Some many want to hear the whole story of what lead up to this horrific diagnosis. This is the chronicle of events.
Mom had been complaining of a pain in her side for much of Dec. When she stated that she could not lay on her left side we made an appointment with Dr. Wren on Dec. 16th. She was able to get us scheduled in the CT lab for an abdominal CT that day. She and Jill already had an appointment for their regular checkup on Dec. 23rd so we figured we were done. Dr. Wren advised us to keep the appointment just in case.
Usually we hear right away from Dr. Wren when she gets the test results back. We did not hear anything so I headed down to her and Jill’s appointment on the 23rd. At that appointment she told us that there was no indication of what was causing the side pain (which by that date went away). She did tell us that they saw lesions on her liver. We asked what causes those and she told us typically cancer. If it was cancer it most likely came from the breast or colon.

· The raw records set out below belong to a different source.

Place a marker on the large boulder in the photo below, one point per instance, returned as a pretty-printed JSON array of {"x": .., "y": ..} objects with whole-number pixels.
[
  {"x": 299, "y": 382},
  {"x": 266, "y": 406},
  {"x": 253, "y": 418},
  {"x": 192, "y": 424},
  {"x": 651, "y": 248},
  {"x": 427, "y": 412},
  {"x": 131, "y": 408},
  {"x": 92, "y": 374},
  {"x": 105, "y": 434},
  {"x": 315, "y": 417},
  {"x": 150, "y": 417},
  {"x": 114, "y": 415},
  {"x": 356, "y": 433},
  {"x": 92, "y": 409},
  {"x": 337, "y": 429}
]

So she wanted a mammogram and colonoscopy done.
We immediately walked down the hall and had a mammogram and scheduled a colonoscopy on the 31st of Dec since I had one scheduled for that day anyway. What better way to celebrate the end of the year.
During the following week we found out that the mammogram was fine and after the colonoscopy we were told there were polyps but nothing alarming. The next step was a biopsy of the spots.
She had the biopsy on Jan. 12th with a follow up appointment on the 20th. Jan 20th is the day that we received the news, Extensive Small Cell Lung Cancer and recommended we see Dr. Baggstrom. Dr. Wren asked her if she drank, that she advised us to go have a few drinks or the biggest ice cream sundae we wanted. She also wanted mom to have a chest CT to verify the results. We immediately went down to the CT center and had that done.
On Jan. 21st Dr. Wren called me and told me that mom had a very large mass in the center of her chest and that the cancer had collapsed the right lower lobe of her lung. The cancer mass was totally surrounding her aorta. There was no cure, no possibility for an operation.
We, Jill, mom and I saw Dr. Baggstrom on Jan. 27th. She and her fellow were very nice. Gave us lots of information and informed us that on average with treatment patients with this type of cancer live 6 months. She did have one patient that made it two years. She wanted mom to have a bone scan to see the extent of the spread and a brain CT to see if it was in her brain. We went to Crown Candy to “celebrate the big news”.
We had those test on Jan. 29th. Dr. Baggstrom’s assistant called to have us come back in on the 30th to go over the results. Great news, it was not in the brain but was in the limp nodes in the neck and chest. Recommended course of treatment was 6 rounds of chemo, three weeks apart with CT scans after every second treatment. After the 6th treatment it is just “maintenance”.
They scheduled chemo on Feb. 6th. We showed up at 10 for blood test, a 10:40 doctor’s appointment followed by a 11:30 chemo treatment. She was given Carboplatin and etoposide. She flew right through it. We followed up by a trip to P.F. Chang’s. She followed up with two days of etoposide orally which landed her in the ER due to breathing issues. After a couple of breathing treatment and a prescription for an inhaler and she was set free. She has had no nausea but a lot of fatigue.
Guy came in on the 12th and spent the time getting her and Bubbles out. We had a great family spaghetti dinner on the 14th. Guy made the meatballs and sauce. He left on the 17 and is due back in on the 26th.
Mom’s hair is beginning to fall out. I took her to look at wigs and try some on the 20th. It was very surreal; very hard thing to do. On Sunday Feb 22nd we had her hair cut very short. I almost could not stand there and watch it. I dutifully collect the falling locks. She looks fabulous with the short sassy hair.
We are off to chemo number 2 this Friday the 27th.
Guy is coming back in on the 26th and leaving the 3rd of March. Emily and Donna are coming in March 14 – 22 and Jeff is due in March 23rd.
Please keep mom in your prayers. I will keep this blog updated on what is happening. In the mean time we keep having fun.